Both history and delay buffers are allocated only when enabled; terms with default settings incur no overhead.

Built-in observation functions#

The functions below live in mjlab.envs.mdp.observations (also re-exported as mjlab.envs.mdp). All return [num_envs, D] tensors.

Function

Description

base_lin_vel

Linear velocity of the robot base in the base frame.

base_ang_vel

Angular velocity of the robot base in the base frame.

projected_gravity

Gravity vector projected into the base frame. Provides roll and pitch information without an explicit orientation representation.

joint_pos_rel

Joint positions relative to the default pose. Pass biased=True for encoder-biased positions (for sim2real with dr.encoder_bias).

joint_vel_rel

Joint velocities relative to the default velocities.

last_action

The most recent action tensor. Optionally pass action_name to select a single action term.

generated_commands

The current command tensor from a named command term. Requires params={"command_name": "<name>"}.

builtin_sensor

Raw data from a named BuiltinSensor (MuJoCo sensordata slice). Requires params={"sensor_name": "<entity>/<sensor>"}.

height_scan

Height above each raycast hit point from a RayCastSensor. Requires params={"sensor_name": "<name>"}.

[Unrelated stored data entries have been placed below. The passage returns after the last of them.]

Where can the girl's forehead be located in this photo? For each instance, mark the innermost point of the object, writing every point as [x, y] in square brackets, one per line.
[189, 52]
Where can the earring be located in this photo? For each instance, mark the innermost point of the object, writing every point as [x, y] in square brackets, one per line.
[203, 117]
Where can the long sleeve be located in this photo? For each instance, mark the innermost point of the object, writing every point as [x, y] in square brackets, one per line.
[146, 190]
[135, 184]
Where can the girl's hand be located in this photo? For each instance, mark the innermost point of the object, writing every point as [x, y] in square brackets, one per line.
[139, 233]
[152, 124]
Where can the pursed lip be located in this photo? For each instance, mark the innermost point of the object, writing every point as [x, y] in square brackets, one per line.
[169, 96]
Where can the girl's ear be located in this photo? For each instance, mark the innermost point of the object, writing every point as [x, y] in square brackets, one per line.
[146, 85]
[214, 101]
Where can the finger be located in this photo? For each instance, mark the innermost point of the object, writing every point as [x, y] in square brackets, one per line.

For builtin_sensor and height_scan, the sensor_name parameter must match a sensor registered in the scene. See Sensors for how to configure sensors.

Asymmetric actor-critic#

Multiple observation groups enable asymmetric actor-critic architectures. The actor group contains only the observations that would be available on real hardware; the critic group can include privileged simulation state that is only accessible during training.

The velocity locomotion task uses this pattern. The actor group receives noisy IMU readings and joint state; the critic group adds noise-free height scan data and foot contact information. The enable_corruption flag makes this separation clean: actor terms carry noise configs but the critic group disables them entirely.

observations = {
    "actor": ObservationGroupCfg(
        terms=actor_terms,
        concatenate_terms=True,
        enable_corruption=True,   # Noise active during training.
    ),
    "critic": ObservationGroupCfg(
        terms={**actor_terms, **privileged_terms},
        concatenate_terms=True,
        enable_corruption=False,  # No noise on critic.
    ),
}

The training framework receives both groups. The policy network reads obs["actor"] at inference time; the value network reads obs["critic"] during training only.

Writing custom observation functions#

An observation function accepts env as its first argument and returns a [num_envs, D] tensor. Additional parameters are declared as function arguments and supplied via ObservationTermCfg(params={...}).

import torch
from mjlab.envs import ManagerBasedRlEnv
from mjlab.managers.scene_entity_config import SceneEntityCfg


def my_observation(
    env: ManagerBasedRlEnv,
    asset_cfg: SceneEntityCfg = SceneEntityCfg("robot"),
) -> torch.Tensor:
    robot = env.scene[asset_cfg.name]
    return robot.data.root_lin_vel_b

When a term needs to cache setup work or maintain per-episode state, implement it as a class with __init__(self, cfg, env) and __call__(self, env, ...). If the class has a reset(env_ids) method, the manager calls it automatically on episode resets. See Term configuration pattern for the general pattern.